CG             Once we began maintaining a ‘standing’ army either with draftees or volunteers, the whole idea that we needed to train civilians in the proper use of firearms disappeared.  But just around the same time (post-1900) that hunters like Theodore Roosevelt and naturalists like George Grinnell realized that hunting was inextricably connected to conservation, America’s ‘oldest civil rights organization’ began combining safety training and marksmanship with sport and preservation of the outdoors as its primary goals.

These themes predominated in NRA messaging until the 1980s when open range started to disappear along with the hunters who took guns out to the country to engage in sport. In fact, the whole definition of ‘outdoor sports’ veered away from hunting and fishing to embrace hiking, camping, trekking and kayaking down a whitewater stream rather than sitting in a rowboat and casting a line into the pond.

If the gun industry and groups like the NRA hadn’t discovered a new reason to buy and own guns, there would be no gun industry.  And the new reason, as we know, is the idea of using guns for self-defense which previously had been nothing other than a marginal issue basically to justify the manufacture of the little teenie-weenie pocket guns like the Baby Browning or the 1908 Colt.

This is not the time or the place to discuss why some Americans have recently decided that the only thing which stands between their survival and complete annihilation is access to a gun.  Suffice it to say, however, that the armed-citizen subculture is invariably promoted by Gun-nut Nation and certain pro-gun sycophants as being much larger and more vibrant than it actually is (the lack of attendance at the recent concealed-carry expo in Milwaukee being a case in point.) Nevertheless, since concealed-carry appears to be the only issue that is keeping the industry alive, there’s no end to the new products being rolled out to meet market demand.

And one of those new product lines is the concealed-carry insurance program, Carry Guard, being sold by the NRA.  Today I just received an email from Carry Guard which gives me the opportunity to download a ‘free guide to lawful self-defense’ basically a come-on for selling me the insurance package that will ‘protect’ me in case I have to pull out the old banger and bang away.

The guide, written by ‘experts in the field,’ offers advice on such issues as: What to do with my gun after I shoot someone; how much should I talk to the police; what should I say to bystanders, etc.  In other words, the information in this guide is designed to protect me after I used my gun to protect me.

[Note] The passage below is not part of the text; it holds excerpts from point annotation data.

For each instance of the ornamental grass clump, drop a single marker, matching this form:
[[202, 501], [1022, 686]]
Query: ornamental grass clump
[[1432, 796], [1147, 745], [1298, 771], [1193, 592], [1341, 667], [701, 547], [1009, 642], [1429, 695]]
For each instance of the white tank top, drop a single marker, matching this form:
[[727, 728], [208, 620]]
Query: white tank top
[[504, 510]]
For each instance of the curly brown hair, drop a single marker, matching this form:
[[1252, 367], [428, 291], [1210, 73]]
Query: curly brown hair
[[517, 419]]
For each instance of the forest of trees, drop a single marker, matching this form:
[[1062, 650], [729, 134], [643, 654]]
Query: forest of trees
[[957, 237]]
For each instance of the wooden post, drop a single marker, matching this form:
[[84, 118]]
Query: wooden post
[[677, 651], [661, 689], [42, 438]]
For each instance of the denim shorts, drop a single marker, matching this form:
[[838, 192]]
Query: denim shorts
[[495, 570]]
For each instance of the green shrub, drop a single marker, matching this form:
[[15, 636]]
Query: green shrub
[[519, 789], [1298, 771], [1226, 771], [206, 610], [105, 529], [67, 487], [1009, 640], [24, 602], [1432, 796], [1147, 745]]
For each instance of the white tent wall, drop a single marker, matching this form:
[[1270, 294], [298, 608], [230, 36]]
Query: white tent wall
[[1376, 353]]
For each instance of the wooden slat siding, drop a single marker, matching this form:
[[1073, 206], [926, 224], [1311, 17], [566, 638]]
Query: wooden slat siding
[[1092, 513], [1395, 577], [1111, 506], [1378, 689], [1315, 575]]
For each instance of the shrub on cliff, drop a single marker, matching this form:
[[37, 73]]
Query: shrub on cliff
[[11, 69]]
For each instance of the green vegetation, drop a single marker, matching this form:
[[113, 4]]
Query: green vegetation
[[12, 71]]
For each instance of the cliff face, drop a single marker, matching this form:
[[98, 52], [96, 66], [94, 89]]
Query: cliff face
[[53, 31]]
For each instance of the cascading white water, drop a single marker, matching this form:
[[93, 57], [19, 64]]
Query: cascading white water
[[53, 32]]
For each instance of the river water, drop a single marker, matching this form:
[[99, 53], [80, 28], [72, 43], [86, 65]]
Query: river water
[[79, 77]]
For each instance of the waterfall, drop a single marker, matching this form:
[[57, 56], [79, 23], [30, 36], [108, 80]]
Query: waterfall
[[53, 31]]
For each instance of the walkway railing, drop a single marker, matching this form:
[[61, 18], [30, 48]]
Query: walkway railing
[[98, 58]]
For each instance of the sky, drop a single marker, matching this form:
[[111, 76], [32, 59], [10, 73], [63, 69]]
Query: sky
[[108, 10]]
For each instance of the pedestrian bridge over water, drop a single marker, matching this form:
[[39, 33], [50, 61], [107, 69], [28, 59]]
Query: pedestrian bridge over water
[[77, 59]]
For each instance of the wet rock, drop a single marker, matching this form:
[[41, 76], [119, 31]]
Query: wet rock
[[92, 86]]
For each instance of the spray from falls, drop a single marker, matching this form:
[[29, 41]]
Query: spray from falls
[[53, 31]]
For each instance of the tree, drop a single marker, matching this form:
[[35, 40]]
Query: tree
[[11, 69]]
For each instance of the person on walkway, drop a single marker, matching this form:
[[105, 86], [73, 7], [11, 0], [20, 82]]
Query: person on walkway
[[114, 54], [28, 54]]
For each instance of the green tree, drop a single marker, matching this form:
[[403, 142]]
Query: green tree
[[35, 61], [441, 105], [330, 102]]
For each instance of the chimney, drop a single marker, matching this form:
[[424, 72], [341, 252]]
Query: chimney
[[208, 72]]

This guide is so stupid that either the NRA believes its members would score below the idiot level on an IQ test, or they really believe that people will always respond to any ‘free’ offer, or maybe both. If anyone spends one second considering any legal advice from anyone other than their personal attorney, then they deserve to get scammed. Which is exactly what this Carry Guard product is – a complete scam. But since the idea that walking around with a gun will protect you is simply not true, one good scam deserves another, right?